Der Ausdruck der Sorge hatte wohl in seinem Gesicht gestanden, denn plötzlich begann Josie zu lächeln und zu nicken.
In seiner Brust löste sich etwas und er hatte das Gefühl endlich wieder richtig durchatmen zu können.
Er stützte sich an den Balken, der am Eingang stand.
"Chris, wir haben etwas gefunden. Dort geht es aus dem Wald raus und da steht das Schloss," erleichtert atmeten sie beide aus.
"Wir müssen uns beeilen. Ich weiß nicht wie lange er noch durchhält," in seiner Stimmr schwebte Panik mit, aber Josie nickte.
Die beiden betraten das Zelt, in dem bereits Patricia stand und Dinge einpackte.
"Josephine, kümmerst du dich um Levin? Dann packen Chris und ich hier alles andere zusammen," diese nickten und räusperte sich: "Und nenn mich nicht Josephine."
Die Angesprochene schüttelte nur den Kopf und Chris grinste.
Schweigend machten sie sich an die Arbeit.
Die kurzzeitige Freude, die ihn durchfahren hatte, ließ nach und machte wieder Platz für die Kälte.
Was, wenn sie es nicht schaffen würden?
Es hing so viel daran.
"Patricia, Chris, ich kriege ihn nicht hoch, kann einer von euch mir hefen?" Josies Stimme klang bittend, fast flehend.
Er nickte sofort, was war das für eine Frage?

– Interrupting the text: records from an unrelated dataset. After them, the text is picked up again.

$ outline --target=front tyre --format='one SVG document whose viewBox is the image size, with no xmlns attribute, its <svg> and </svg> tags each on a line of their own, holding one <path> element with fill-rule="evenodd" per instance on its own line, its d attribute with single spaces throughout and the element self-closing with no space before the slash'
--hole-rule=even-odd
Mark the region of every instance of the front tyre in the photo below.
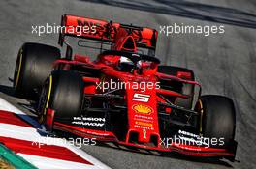
<svg viewBox="0 0 256 169">
<path fill-rule="evenodd" d="M 14 73 L 15 95 L 16 97 L 36 99 L 44 81 L 50 74 L 52 64 L 60 58 L 56 47 L 24 43 L 20 48 Z"/>
<path fill-rule="evenodd" d="M 70 121 L 80 116 L 84 82 L 76 71 L 54 70 L 47 79 L 41 93 L 38 111 L 44 123 L 48 109 L 55 111 L 54 120 Z"/>
<path fill-rule="evenodd" d="M 202 96 L 198 102 L 201 112 L 200 132 L 206 138 L 222 140 L 228 146 L 235 138 L 236 112 L 233 100 L 216 95 Z M 219 142 L 220 143 L 220 142 Z M 211 146 L 223 146 L 223 145 Z"/>
</svg>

Patricia war der gleichen Meinung und nickte ihnen zu: "Chris, Josephine, bringt ihn raus, dann kann ich auch alles andere hier deutlich beschleunigen."
Sie nickten.
Jeder von ihnen legte sich einen Arm über die Schulter und hoben ihn an.

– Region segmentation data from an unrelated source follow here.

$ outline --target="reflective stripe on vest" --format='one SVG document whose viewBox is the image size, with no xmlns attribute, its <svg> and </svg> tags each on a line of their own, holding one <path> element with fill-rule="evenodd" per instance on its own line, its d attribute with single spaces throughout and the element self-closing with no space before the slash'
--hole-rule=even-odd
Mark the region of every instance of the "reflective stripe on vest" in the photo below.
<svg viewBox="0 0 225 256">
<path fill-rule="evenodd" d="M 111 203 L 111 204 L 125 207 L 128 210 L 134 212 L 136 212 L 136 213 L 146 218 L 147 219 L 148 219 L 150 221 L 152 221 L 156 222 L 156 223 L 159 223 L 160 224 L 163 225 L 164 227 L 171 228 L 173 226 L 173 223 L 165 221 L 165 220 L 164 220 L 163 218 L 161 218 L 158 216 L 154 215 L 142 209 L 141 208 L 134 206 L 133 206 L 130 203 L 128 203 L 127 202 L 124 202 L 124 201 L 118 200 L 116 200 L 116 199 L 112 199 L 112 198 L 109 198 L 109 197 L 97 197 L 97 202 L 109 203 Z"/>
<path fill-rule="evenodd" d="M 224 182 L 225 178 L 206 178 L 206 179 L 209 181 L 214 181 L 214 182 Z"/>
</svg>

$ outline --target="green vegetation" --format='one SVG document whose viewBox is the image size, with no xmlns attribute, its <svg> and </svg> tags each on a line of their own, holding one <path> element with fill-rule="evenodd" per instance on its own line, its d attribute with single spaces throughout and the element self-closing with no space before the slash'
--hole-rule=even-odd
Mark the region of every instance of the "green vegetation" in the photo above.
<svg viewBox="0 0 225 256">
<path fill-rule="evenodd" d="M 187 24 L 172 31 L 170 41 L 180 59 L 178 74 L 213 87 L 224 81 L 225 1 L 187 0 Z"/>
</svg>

Eigentlich war es mehr Chris der ihn trug.
Er war schon groß, aber Levin überragte sie alle.
Insbesondere Josie war winzig gegenüber ihm und konnte nicht viel tun, außer ihn an der Hüfte unterstützend zu tragen.
Chris spürte seine Körperwärme.
Er glühte.
Draussen hatte Josie bereits eine Trage bereit gelegt, auf der sie den Jungen nun vorsichtig ablegten.
Mehr als ein leises Stöhnen gab er nicht von sich.
Besorgt blickte sie auf ihn hinab.
Sie musste hoffen, sie konnten es schaffen.
Der Wald schien kein Ende zu nehmen.
Unendlich viele Bäume reihten sich aneinander.
Sie hatten kein Wort miteinander gesprochen, seit sie aufgebrochen waren.
Schweigend gingen sie hintereinander.
Josie hatte sich daran gemacht, sich um Levin zu kümmern.
Doch die frische Luft schien ihm gut zu tun.
Er atmete viel freier als davor und seine Brust hob und senkte sich ein wenig gleichmäßiger als noch Stunden zuvor.
Das ließ sie etwas durchatmen.
Er lebte noch und solange das der Fall war, konnten sie weiterhin etwas für ihn tun.
"Wir sind da," Patricias Stimme von Anfang des Zuges ließ ihn aufschauen.
Am Liebsten hätte er aufgeschrien vor Freude.
Ein großes mittelalterliches Schloss erhob sich über einem dunklen See.
Sie hatten es geschafft, dass musste die Schule sein, von der seine Schwestern geprochenen hatten.